Amazon AWS DevOps Engineer Professional – Incident and Event Response (Domain 5) & HA, Fault T… part 8
- DynamoDB – Review Part II
Okay, so say that we want to have a list of all the changes that happen to our table. So it includes updates, deletes, writes, new reads and so on. Not actually reads, just writes and updates and deletes. So for this, we can enable streams. And to enable streaming, we just click on manage stream and we say, okay, we want to create a Dynamodb stream for new and old images. That means that every single item, whenever there’s an update to delete or a new thing, I’ll get the new new value and the old value for it, which is great. I’ll enable this. And here we go. We have a stream. And so using this stream, what we’re able to do is hook this up to lambda function and have a lambda function read whatever is going on in this stream.
So for this, very easy, you can do create a lambda function. So let’s go into lambda. oops, let’s go into lambda and create a quick function for this. So back in lambda, I’m going to create a function and I’m going to use a blueprint and I’ll type Dynamodb. And we’ll say Dynamodb process stream. python. Here we go. We’ll take this one configure and I’ll call it Lambda Dynamodb stream. And we’ll take a new role from the aviation policy templates. And the role name will be dynamodb role for lambda and the policy template itself, I’ll just type in Dynamodb. Dynamodb harness permission, test harness permission. I think this should do it. We’ll see. And the trigger is going to be on the demo table, the batch size 100.
That means we can get 100 items at a time, the time window together. So zero means as soon as possible, whenever we want to start reading from. So it’s latest. And what this fruit reminds you of is that a dynamodb stream underlying is a kinesis stream and it will be super important to remember. And then we need to enable the trigger and to have the proper permissions. So hopefully this is good. And the lambda function code will just print the events into the log. So let’s create this function. So the lambda function was created, but it seems that it cannot have a trigger from Dynamodb. That’s because it is missing some permissions. So let’s go into iam.
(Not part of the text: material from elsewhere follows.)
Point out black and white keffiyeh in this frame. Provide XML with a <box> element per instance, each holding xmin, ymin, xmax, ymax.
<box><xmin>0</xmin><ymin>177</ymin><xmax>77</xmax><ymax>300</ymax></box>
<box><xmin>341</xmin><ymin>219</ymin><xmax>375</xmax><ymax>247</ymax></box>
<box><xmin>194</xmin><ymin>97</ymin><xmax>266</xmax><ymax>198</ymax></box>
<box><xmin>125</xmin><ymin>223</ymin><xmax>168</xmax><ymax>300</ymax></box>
Let’s find this im role right here.
And we’re going to add Dynamodb permissions very quickly. So I’m just going to say Dynamodb in here and we’ll give it full access just so that we demonstrate that it works. Okay, so back in here. Now I’m able to add a trigger and this trigger is going to be from a Dynamodb table. And that’s our demo table. And everything is the same. We’ll click on add and now hopefully, they should work. So right now this still doesn’t work. Let’s just wait a little bit. Maybe it takes time for the new permissions to replicate. And after trying one more time, everything has worked. So now we have the Dynamodb triggering into the lambda function.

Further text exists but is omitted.